Closing her eyes, she tried to find some solace. Some measure of peace.

She missed her sister, Shea. Ached for the comfort of her touch. The brush of her mind and the image of her smile. She hadn’t ever really understood and hadn’t ever taken Shea’s decision for them to separate seriously. Until the day she’d been captured, and she realized that if they’d been together, they would have both been taken.

Shea had always been determined to keep Grace safe, but now, Grace was equally determined to keep Shea as far away from her as possible. Grace was hunted. She knew her pursuers were probably in these mountains already. They could be a short distance away.

And so she’d slammed the door shut on her sister, and the void hurt every bit as much as the bombardment of sickness and pain she’d absorbed. Not having Shea there was the worst sort of loneliness. She’d severed the telepathic link between her and her sister, and her worst fear was that it was permanent. She’d never get it back.

In a way, she supposed it would be a blessing. If she lost her abilities, she could have a normal life. But so would she lose the ability to make a difference in someone else’s life.

She closed her eyes, exhausted by the weight of responsibility, sorrow, and regret. She hated that she wasn’t stronger, that she’d crumbled under so much stress. But the ailments had been thrown at her, one after another. Broken bones, horrible bloody wounds, tumors, diseases, and the list went on and on. The most horrific experiment she’d undergone was when it had been demanded of her to reach inside the mind of a woman with a mental illness and heal her.
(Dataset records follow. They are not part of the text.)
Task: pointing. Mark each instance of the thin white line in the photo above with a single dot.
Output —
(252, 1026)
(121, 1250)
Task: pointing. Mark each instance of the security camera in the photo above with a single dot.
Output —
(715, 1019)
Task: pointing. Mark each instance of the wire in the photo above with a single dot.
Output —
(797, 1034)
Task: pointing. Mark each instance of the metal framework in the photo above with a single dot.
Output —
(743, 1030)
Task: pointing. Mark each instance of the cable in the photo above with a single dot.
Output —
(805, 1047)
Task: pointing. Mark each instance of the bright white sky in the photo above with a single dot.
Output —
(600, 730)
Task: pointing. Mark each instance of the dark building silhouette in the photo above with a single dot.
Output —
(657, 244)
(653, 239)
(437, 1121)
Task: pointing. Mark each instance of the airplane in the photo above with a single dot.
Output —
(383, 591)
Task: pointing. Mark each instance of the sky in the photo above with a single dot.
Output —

For three long days Grace had known what it truly was to be insane. She’d lived the woman’s existence while the woman had gone away, cleansed of the darkness in her brain. Twice, Grace had tried to kill herself, not because it was what she wanted, but because it was what the illness dictated. In the end, she’d been restrained, unable to do even the basic necessities for herself because the fear had been too great that she’d find a way to end her life.

She was hungry, but the thought of food made her stomach twist into knots. She drank water from nearby streams frequently, because she knew she had to do something to keep her strength up. And no matter that she bore the knowledge that she would likely die, she couldn’t bring herself to simply give up. Not yet.

Quietly, she turned over, rearranging the blanket in the fruitless hope she’d somehow find greater warmth. Eventually she’d have to reach out to her sister, but if she did so now, Shea would see the horrific shape Grace was in. Shea would come. She’d put herself in grave danger. Grace would never be able to live with herself if Shea was sacrificed because in a moment of weakness Grace gave in and tried to re-establish the link with her sister.

Silent tears slid down Grace’s cheeks, briefly warming her skin until the chilly air turned them to ice. She angrily scrubbed them away and hunched lower, furious with herself for allowing despair to control her.

She was stronger than this, and she’d be strong again. She just needed time to recover from her ordeal. Maybe she’d never be the same as she was, but she wasn’t going to give in. If she died, she’d die running. She’d die standing up and fighting. She refused to die in some laboratory where rats were treated with less disdain.

A distant sound froze her to the bone. She went so still that even her breath sounded like a roar in the night. She pushed the blanket over her mouth, trying to quell the noise, and she stared into the trees, trying desperately to see through the thick curtain of night.

Someone was coming.

THEY crawled through the mountains under the cover of dark. Rio knew they were close. They’d been closing in on Grace for days now, but somehow she’d managed to elude them just when he was sure they’d come upon her.